PARIS — Having just put men’s and couture to bed, Paris is gearing up for a fizzing fall 2023 women’s session that may see Y/Project’s postponed show, the debut of Harris Reed at Nina Ricci and the return of Alexander McQueen, in response to the provisional schedule released by the Fédération de la Haute Couture et de la Mode.
Set to run Feb. 27 to March 7, Paris Fashion Week will offer 67 shows and 40 presentations, with their digital counterparts broadcast on the federation’s website.
Kicking off the nine-day schedule are the 2023 MA students of the Institut Français de la Mode, who will open the autumn 2023 season at 4 p.m. with their graduate collections.
Storied couture house Schiaparelli might be making its runway debut with the ready-to-wear designs of Daniel Roseberry.

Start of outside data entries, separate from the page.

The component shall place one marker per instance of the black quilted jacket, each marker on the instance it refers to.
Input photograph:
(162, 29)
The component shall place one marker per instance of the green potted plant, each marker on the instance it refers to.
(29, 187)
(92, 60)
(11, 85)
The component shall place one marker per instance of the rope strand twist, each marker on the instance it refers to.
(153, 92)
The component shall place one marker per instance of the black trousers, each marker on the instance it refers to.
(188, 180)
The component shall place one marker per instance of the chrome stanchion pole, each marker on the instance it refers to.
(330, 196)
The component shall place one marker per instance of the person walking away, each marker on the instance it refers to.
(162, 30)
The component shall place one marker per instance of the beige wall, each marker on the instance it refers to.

The road had been shown as presentations in its Place Vendôme headquarters.
American British designer Reed will make his runway debut as creative director of Nina Ricci on March 3 at 4 p.m., having promised a “magnified femininity” and teasing that direction with an black velvet off-the-shoulder gown worn by Adele for a concert in Las Vegas last December.

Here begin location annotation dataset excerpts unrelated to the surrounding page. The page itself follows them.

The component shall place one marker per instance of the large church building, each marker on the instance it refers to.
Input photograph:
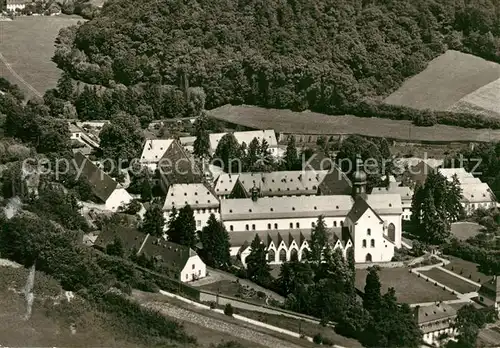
(371, 224)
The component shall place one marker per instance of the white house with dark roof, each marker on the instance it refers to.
(153, 152)
(284, 183)
(475, 194)
(369, 223)
(198, 196)
(107, 191)
(436, 320)
(405, 192)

Y/Project, initially slated to point out on Jan. 18 in the course of the men’s schedule, might be showing Glenn Martens’ latest designs on the ultimate day, with a 3:30 p.m. show on March 7.
Making their Parisian returns after a three-year absence are Alexander McQueen, which placed on several runway shows in Recent York and London because the pandemic, and Paco Rabanne, who had shown its spring 2023 collection on the tail end of July’s couture week. The latter will show on March 1 at 5:30 p.m., while the Kering-owned McQueen will take the 6:30 p.m. slot on March 4.
Latex specialist Arthur Avellano, who has designed liquid-looking outfits for the likes of Kim Kardashian and Julia Fox, might be joining the 106 houses on the official Paris calendar for fall 2023. Swapping Milan for a Paris runway are Peter Dundas’ label and Palm Angels, which had recently unveiled an ambitious strategy that included extending its womenswear category.
As for the home of Pierre Cardin, now led creatively by Cardin’s great-nephew Rodrigo Basilicati-Cardin, it’s allotted spot is March 5 at 6:30 p.m.
The autumn 2023 session may even see 4 labels placed on their first on-schedule presentations.
Amongst them are Irish designer Róisín Pierce, a finalist of the 2022 LVMH Prize and winner on the 2019 Hyères International Festival of Fashion, Photography and Fashion Accessories.
A graduate of Dublin’s National College of Art and Design textile design program, Pierce has been working a zero-waste wardrobe, using ruching techniques inspired by local craftsmanship and “letting the material manipulation guide [her],” she told WWD in the course of the fashion competition. Her all-white palette is a nod to Irish women’s histories.
An alum of The Row, Loewe, and Alighieri, designer Niccolò Pasqualetti will show on Feb. 27. Their androgynous designs supported by a sustainable and artisanal approach netted them a spot in last 12 months’s LVMH Prize semifinals and the eye of outlets like Ssense, Machine-A, The Broken Arm and Dover Street Market Ginza.
They’ll be joined on the presentations calendar by one other former semifinalist, London-based Chinese designer Chen Peng, who won the inaugural Yu Prize and at their March 4 show will extend the unisex universe most recently seen in a capsule with e-tailer 24s. British designer Margaret Howell, who built her fame on sleek and complicated wares that telegraph ease and quiet luxury, might be crossing the Channel to point out in Paris on March 5.
The ultimate version of the calendar might be released the week of Feb. 6, in response to the French fashion federation.